The Regional Roundup: May 2, 2022

A damaging new report on child welfare in Philly; opening up our closed primary election system to over a million voters; NJ works to preserve the Atlantic white cedar tree

Listen 49:29
A colorful sign says

A sign tells voters to "Vote Here." (Danya Henninger/Billy Penn)

The City’s Special Committee on Child Separations just released a scathing report about the Department of Human Service’s practices for keeping kids safe. In particular, the report claims an extremely high rate of placing children into foster care. Councilmember At-Large David Oh (@DavidOhPhilly), co-chair of the committee that released the study, joins us to discuss reforming the practice of separating families in Philadelphia in cases of abuse and neglect.

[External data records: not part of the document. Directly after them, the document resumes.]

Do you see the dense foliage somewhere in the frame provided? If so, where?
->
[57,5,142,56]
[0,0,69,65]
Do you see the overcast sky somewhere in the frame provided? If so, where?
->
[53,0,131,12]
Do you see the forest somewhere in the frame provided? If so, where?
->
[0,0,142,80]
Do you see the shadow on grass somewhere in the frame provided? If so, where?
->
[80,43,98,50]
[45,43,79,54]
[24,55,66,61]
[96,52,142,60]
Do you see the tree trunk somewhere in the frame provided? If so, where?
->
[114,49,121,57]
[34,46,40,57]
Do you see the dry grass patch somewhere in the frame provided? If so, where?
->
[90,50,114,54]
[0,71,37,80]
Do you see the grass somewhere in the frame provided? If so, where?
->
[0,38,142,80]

Today is the last day to register to vote – or switch your party affiliation – for the upcoming Pennsylvania primary election. The Commonwealth’s closed primary system means over a million independent and unaffiliated voters will not be able to vote for the candidates of their choice. We’ll talk with Ballot PA Chair David Thornburgh about repealing closed primaries and PA House Representative Chris Quinn (@RepChrisQuinn), one of the Republican congressmembers working on bipartisan legislation to open our primary elections.

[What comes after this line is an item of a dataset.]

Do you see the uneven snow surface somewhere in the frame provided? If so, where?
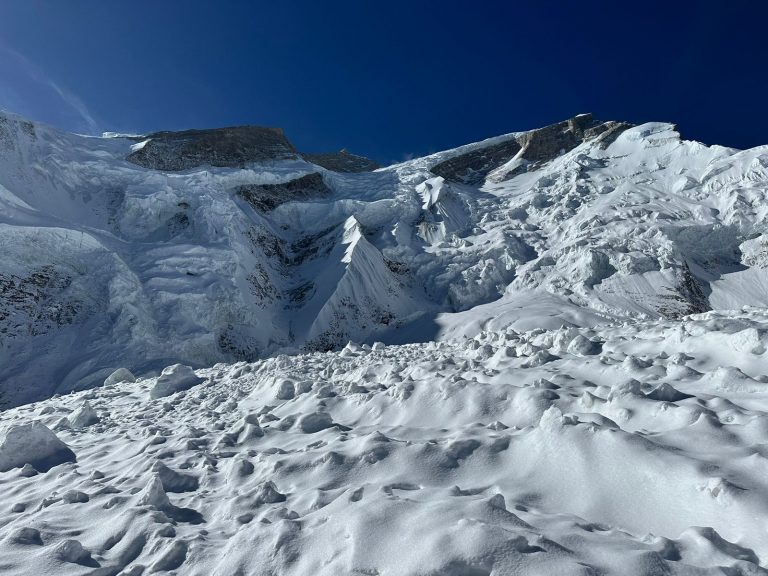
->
[0,310,768,576]
[0,113,768,576]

And, Atlantic white cedars thrive in the boggy wetlands of New Jersey’s Pine Barrens, but the state has lost 80% of the species, and rising sea levels caused by climate change are posing a big threat. NJ Department of Environmental Protection Commissioner Shawn LaTourette joins us alongside Matthew Olson, assistant professor of environmental science at Stockton University, to talk about the tree’s history and ecology and new funding that aims to bring new life to this crucial part of the Pinelands ecosystem.